EX-5 3 opinion.htm [DP&R Draft 1/04/00]

Exhibit 5.01

Dechert

November 7, 2000

Penn Virginia Corporation

One Radnor Corporate Center, Suite 200

100 Matsonford Road

Radnor, Pennsylvania 19087

 

Re: Stock Option Agreement with Lennox K. Black

Gentleman and Ladies:

We have acted as counsel to Penn Virginia Corporation (the "Company") in connection with the preparation of a registration statement on Form S-8 (the "Registration Statement"), to be filed today with the Securities and Exchange Commission (the "SEC") under the Securities Act of 1933, as amended (the "Securities Act"), relating to an aggregate of 40,000 shares (the "Shares") of Common Stock, par value $6.25 per share, to be offered pursuant to the Company's Stock Option Agreement dated as of July 13, 1994 with Lennox K. Black (the "Plan").

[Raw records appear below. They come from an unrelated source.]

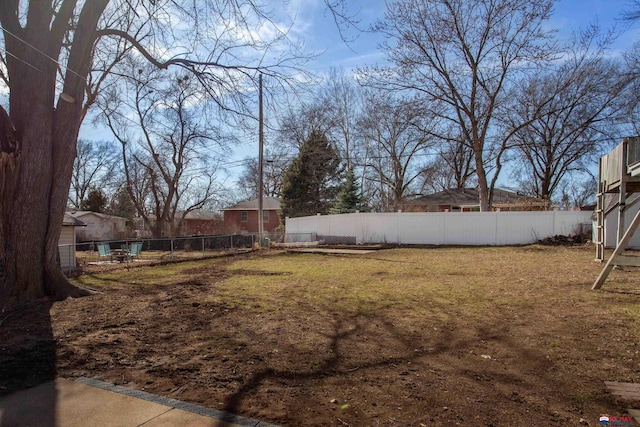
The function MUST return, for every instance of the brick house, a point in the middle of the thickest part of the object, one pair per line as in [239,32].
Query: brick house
[243,216]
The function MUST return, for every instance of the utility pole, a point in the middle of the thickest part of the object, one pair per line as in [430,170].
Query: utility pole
[260,160]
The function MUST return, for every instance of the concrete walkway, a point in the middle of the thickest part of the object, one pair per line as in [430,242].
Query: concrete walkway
[87,402]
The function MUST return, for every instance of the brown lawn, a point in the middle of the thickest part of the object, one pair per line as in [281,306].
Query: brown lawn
[432,336]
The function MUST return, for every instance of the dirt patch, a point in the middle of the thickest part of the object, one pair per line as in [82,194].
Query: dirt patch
[460,336]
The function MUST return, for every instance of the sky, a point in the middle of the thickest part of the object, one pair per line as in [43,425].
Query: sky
[315,27]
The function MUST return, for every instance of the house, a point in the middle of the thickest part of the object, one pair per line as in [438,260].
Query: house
[67,242]
[243,216]
[467,200]
[200,222]
[611,220]
[100,226]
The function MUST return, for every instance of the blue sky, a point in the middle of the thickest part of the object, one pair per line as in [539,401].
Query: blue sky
[569,16]
[315,26]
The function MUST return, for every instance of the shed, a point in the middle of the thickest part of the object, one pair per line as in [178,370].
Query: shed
[468,200]
[100,226]
[243,216]
[67,243]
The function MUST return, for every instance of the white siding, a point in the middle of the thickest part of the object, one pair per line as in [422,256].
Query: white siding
[444,228]
[66,246]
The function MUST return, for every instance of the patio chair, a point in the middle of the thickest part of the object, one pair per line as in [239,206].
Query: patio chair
[104,250]
[135,249]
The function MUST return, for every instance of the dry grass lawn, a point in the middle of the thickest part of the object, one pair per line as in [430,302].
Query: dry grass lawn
[430,336]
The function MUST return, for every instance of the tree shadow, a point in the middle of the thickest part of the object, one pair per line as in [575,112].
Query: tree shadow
[27,360]
[454,354]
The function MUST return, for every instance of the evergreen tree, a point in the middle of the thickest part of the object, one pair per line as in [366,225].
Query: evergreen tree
[309,184]
[122,205]
[95,201]
[349,197]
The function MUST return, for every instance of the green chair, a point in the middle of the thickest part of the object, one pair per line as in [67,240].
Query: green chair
[104,250]
[135,249]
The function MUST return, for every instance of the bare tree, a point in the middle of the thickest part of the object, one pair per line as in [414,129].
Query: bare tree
[563,118]
[393,131]
[463,54]
[172,149]
[451,168]
[343,97]
[48,50]
[274,168]
[93,167]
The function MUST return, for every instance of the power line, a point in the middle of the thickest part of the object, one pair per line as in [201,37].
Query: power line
[55,61]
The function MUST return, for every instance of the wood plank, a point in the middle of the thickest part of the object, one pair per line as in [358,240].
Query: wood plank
[630,391]
[627,260]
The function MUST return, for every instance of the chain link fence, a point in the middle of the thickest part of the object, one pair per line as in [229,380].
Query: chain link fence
[85,255]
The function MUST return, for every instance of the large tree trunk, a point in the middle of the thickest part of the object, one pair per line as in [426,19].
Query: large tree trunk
[36,185]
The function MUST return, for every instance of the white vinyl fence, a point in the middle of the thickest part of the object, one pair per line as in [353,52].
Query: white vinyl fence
[444,228]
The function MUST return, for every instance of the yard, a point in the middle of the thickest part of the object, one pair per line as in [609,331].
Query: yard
[434,336]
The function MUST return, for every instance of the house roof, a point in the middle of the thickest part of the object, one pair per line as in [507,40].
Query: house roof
[80,214]
[70,221]
[471,196]
[203,215]
[268,203]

We have examined the Plan and such corporate records and other documents and matters of law as we have considered appropriate to enable us to give this opinion.

Based on the foregoing, it is our opinion that the Shares, to the extent they are newly issued, have been duly authorized and when issued and sold in accordance with the provisions of the Plan will be validly issued, fully paid and nonassessable.

Our opinion contained herein is rendered to the Company in connection with the filing by the Company of the Registration Statement with the SEC pursuant to the Securities Act and is solely for the benefit of the Company in connection with such filing. This opinion may not be used or relied on by any other person, nor may this letter or any copies thereof be furnished to a third party, filed with a government agency, quoted, cited or otherwise referred to without our prior written consent, except as noted below.

We hereby consent to the filing of this opinion as an exhibit to the Registration Statement. In giving such consent, we do not thereby admit that we are in the category of persons whose consent is required under Section 7 of the Securities Act.